Alarming and perhaps prophetic messages aside, the meter of the first poem raises an interesting question, as posited by Davie: "And as for the syllabics of 'Still-Life', since in most readers' ears they are indistinguishable from free verse, the gauntlet that Yvor Winters threw down in 1937 still lies where he cast it: 'One imagines that the medium could not be used with greater beauty than in this poem; there is certainly nothing in the work of the American masters of free verse to surpass it. and there is little to equal it." Once again, I'm not quite convinced. If the sounds are indistinguishable, how is the beauty of one vastly superior to the other? Does the pleasing-ness of the first poem have more to do, perhaps, with the quality of the sounds than the quantity? That would be my guess, and I don't intend to start counting syllables myself. I would venture, rather, that Daryush was a master of English poetic meter.
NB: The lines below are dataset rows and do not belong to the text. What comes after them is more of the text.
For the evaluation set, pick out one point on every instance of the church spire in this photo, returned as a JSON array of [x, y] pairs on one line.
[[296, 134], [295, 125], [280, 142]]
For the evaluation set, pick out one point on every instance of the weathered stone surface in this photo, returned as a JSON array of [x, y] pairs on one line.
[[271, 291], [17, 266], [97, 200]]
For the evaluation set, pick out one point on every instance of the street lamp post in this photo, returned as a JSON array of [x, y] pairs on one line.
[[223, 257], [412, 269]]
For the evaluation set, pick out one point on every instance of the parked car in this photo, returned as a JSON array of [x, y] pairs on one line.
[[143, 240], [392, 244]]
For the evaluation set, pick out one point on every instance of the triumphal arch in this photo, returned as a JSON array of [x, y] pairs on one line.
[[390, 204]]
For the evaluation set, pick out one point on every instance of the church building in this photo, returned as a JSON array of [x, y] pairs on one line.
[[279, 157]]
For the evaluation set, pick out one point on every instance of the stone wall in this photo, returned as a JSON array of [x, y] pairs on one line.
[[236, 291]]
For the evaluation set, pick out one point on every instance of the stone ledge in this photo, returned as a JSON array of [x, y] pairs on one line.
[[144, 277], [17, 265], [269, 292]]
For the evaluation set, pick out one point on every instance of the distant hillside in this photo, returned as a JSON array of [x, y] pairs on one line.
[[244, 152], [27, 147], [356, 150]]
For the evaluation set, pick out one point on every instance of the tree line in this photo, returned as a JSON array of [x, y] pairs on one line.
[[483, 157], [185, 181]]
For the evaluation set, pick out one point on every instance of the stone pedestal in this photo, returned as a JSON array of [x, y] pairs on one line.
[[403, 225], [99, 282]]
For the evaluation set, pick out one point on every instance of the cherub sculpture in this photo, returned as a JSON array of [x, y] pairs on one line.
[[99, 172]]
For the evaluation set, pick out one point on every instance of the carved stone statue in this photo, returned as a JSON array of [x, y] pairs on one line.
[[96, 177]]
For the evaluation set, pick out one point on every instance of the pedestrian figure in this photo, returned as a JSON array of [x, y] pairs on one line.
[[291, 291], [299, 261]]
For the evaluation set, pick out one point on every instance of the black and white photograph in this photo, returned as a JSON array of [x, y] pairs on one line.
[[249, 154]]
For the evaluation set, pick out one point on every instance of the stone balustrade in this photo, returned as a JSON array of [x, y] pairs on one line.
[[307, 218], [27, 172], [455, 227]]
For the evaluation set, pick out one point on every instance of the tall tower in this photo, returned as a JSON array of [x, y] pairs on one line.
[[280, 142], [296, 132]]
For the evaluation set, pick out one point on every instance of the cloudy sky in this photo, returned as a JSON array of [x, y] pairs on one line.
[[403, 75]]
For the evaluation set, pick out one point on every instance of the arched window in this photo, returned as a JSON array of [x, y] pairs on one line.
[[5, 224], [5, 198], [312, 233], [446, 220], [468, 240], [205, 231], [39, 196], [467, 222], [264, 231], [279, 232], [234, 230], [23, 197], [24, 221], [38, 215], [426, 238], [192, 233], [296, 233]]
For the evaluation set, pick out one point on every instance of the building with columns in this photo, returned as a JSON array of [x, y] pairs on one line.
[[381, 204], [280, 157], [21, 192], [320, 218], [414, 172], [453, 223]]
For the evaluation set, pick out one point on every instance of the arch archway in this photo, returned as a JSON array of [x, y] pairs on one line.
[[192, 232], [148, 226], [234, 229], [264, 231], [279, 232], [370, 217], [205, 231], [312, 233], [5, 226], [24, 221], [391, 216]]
For example:

The Railroad

Along the iron rails
Plod still with panting power,
Range still the empty trails
Hour after hour; 

Stare still where looms ahead
Each signal-skeleton,
Whose jerking arms forbid
Or bid you on, 

Whose grim lamps rule the glooms
With stringent red or green—
Forget your sunny home's
Wild-paths between 

Primrose and violet,
Your breeze-lit fields of rye...
Your golden sheaves forget—
Forget, or die. 

After Bank Holiday

Now deserted are the roads
Where awhile the lovers went;
Vacant are the field-abodes
Where a vivid hour they spent:
Solemn dark
Broods again in lane and park. 

'Tis no matter where are gone
Those warm livesto halls, maybe,
Festive, or to lodgings lone:
Of the land their tenancy
Now is o'er;
Earth to earth belongs once more. 

Gone are they as hourly goes
From the sombre fields of space
Our world, with its little glows—
Passion's ship that has no place,
Leaves no track,
On time's endless ocean black. 

Anger Lay By Me

Anger lay by me all night long,
His breath was hot upon my brow,
He told me of my burning wrong,
All night he talked and would not go.

He stood by me all through the day,
Struck from my hand the book, the pen;
He said: ‘Hear first what I’ve to say,
And sing, if you’ve the heart to, then.’

And can I cast him from my couch?
And can I lock him from my room?
Ah no, his honest words are such
That he’s my true-lord, and my doom. 

Invalid Dawn

Above the grey down
Gather, wan, the glows;
Relieved by leaden
Gleams a star-gang goes;

In the dark valley
Here and there enters
A spark, laggardly,
For the faint watchers

That were there all night
Factory, station
And hospital light ...
Tired of lamp, star, sun,

Bound to my strait bed
Uncurtained I see
Heaven itself law-led,
Earth in slavery. 

You Should at Times Go Out

You should at times go out
from where the faithful kneel,
visit the slums of doubt
and feel what the lost feel; 

you should at times walk on,
away from your friends' ways,
go where the scorned have gone,
pass beyond blame and praise; 

and at times you should quit
(ah yes) your sunny home,
sadly awhile should sit,
even, in wrong's dark room, 

or ever, suddenly,
by simple bliss betrayed,
you shall be forced to flee,
unloved, alone, afraid. 

I am not convinced that the first poem exceeds all free verse in the merits of its meter. I rather suspect that Elizabeth Bishop Daryush was extremely adept at whatever meter she chose to employ.